Professors who utilize this tactic to get their students to complete the surveys are taking a similar approach to how the survey used to be completed. The only difference is they are no longer handwritten.

Oaks said the OMETs used to be proctored by a student who was paid to administer the survey while the professor left the room during the last 15 minutes of class. He said the survey was not digital then, but handwritten instead. There are still students, however, like Heebner, who don’t require this sort of pressure and voluntarily complete the survey in certain cases.

“I will say that I’ve never really looked forward to telling a professor off, but I did have one who I wasn’t really a fan of, and I did look forward to giving my feedback — but not in a scathing way,” Heebner said.

Nancy Reilly, director at OMET, said the OMETs have been in existence for a long time, but only started being completed online less than 10 years ago. She said the surveys emerged when she worked in the OMET office in 1979, but became widespread by the time she returned again in 1998.

“They started out just in the School of Arts and Sciences back in the mid-to-late 70s, and then slowly expanded to other schools like Education,” Reilly said.

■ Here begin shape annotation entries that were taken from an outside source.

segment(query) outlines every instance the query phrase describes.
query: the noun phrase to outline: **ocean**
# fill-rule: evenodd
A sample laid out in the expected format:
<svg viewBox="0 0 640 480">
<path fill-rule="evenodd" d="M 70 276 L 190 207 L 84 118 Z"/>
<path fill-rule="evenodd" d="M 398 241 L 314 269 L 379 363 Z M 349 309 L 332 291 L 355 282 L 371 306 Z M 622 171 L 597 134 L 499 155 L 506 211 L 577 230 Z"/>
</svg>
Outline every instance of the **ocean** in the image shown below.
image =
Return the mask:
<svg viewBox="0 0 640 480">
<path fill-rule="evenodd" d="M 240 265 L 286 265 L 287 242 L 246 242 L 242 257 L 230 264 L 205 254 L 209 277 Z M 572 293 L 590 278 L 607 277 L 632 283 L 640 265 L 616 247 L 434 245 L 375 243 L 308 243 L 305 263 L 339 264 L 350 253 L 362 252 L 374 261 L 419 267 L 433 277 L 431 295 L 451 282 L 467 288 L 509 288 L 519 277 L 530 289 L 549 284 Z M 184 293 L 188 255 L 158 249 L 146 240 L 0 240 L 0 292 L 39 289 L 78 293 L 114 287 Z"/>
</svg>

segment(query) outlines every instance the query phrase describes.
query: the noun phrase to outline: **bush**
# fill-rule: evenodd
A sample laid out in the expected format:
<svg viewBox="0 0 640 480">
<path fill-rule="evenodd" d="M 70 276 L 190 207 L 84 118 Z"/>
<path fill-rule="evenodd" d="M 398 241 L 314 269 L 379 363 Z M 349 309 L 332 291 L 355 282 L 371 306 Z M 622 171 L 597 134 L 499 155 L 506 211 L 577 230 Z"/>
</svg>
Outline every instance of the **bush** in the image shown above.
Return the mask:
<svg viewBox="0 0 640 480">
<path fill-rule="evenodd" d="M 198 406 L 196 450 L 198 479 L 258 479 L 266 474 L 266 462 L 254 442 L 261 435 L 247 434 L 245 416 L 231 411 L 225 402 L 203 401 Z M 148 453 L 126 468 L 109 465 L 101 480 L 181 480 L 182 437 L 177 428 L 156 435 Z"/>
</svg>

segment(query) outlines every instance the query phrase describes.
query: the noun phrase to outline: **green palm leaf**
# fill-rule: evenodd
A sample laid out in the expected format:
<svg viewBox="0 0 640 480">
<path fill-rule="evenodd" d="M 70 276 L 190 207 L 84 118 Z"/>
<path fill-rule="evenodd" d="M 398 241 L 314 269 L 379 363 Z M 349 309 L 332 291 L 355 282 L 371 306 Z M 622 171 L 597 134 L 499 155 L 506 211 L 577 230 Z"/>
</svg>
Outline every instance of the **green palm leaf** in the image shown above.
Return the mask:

Reilly said the survey format changed again slightly last year when the office signed onto a new survey software company that was more efficient and included more features. Since the OMETs were instituted, though, they have maintained the objective of protecting the identity of each student who completed the survey.

One misconception about the surveys is that they are entirely anonymous, but this is only true for professors who view them. According to Votodian, the OMET staff sees each response and its correlation to a specific student, but that information is kept confidential and not passed on to the instructors.

Students, though, appreciate the privacy when it comes to giving an honest review of their professors. The confidentiality allows them to provide feedback of their professors without fear of retribution.

“It’s nice that they’re confidential because you can provide your opinion to a professor — even if it’s negative. You don’t have to be afraid of them,” Heebner said.

Sarah Frumkin contributed reporting.